Post by Joe73 Sun May 27, 2018 10:45 am

Havent posted in my BUILD THREAD in quite a while.  Havent really done anything with the car due to family matters.  Couple months ago I placed an order with Acme Headliner for my complete interior (front bench and rear seat).  I received the order and it looks great.  I wanted to get the back seat done so I can put it into storage and make sure the covers fit and look like they should.  I purchased the Acme headliner from Rockauto for cheap compared to other vendors.  It matches my original perfectly.  Acme produces some quality upholstery.  

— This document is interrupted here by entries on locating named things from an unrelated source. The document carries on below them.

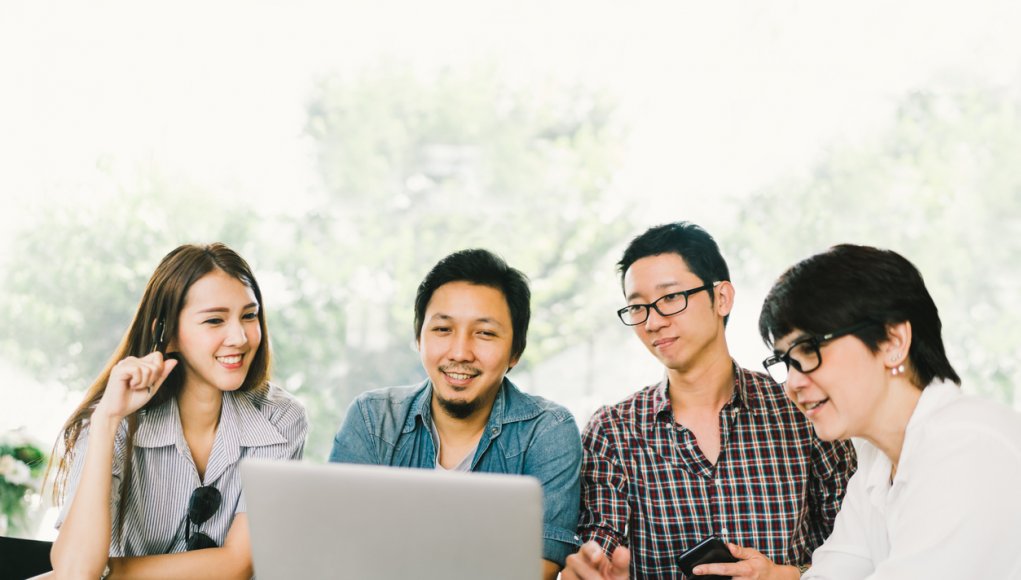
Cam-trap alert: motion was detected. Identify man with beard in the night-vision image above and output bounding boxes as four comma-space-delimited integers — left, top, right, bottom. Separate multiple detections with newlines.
330, 249, 581, 580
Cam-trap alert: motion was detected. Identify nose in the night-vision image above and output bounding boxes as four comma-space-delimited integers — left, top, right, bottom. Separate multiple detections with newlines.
645, 307, 669, 332
447, 333, 475, 363
224, 321, 248, 346
783, 365, 809, 392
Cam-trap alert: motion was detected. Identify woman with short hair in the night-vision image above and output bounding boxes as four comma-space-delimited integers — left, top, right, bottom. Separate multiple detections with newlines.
759, 245, 1021, 580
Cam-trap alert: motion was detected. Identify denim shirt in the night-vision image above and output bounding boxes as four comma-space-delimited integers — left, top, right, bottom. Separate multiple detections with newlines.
330, 378, 581, 567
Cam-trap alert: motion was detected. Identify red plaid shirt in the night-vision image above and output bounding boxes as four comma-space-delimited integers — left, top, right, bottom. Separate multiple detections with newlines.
578, 365, 857, 579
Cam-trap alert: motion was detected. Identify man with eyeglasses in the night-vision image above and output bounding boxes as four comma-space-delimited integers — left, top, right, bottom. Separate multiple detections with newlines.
562, 222, 856, 580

The color difference from my original "neutral" interior compared to NEW is amazing.  I took the original covers off the upright and bottom of the back seat.  Installed the new covers and hog ringed it up.  Havent done this stuff in decades.  I'm real happy with the results and the quality of the Acme upholstery.  I do have a wrinkle in the lower corners of the uprights that I couldnt get out.  Right where the seat belts come out.  But I"m going to leave them in the sun for awhile since for everything to settle.  I dont intend on installing my interior anytime soon.  Then if it doesnt look right I'll pop the back out and let my buddy correct it.  Otherwise, I'm happy with it.  Planning on wrapping them in plastic and put them in storage.  In the last pic you can see the color difference between the original upholstery and the new.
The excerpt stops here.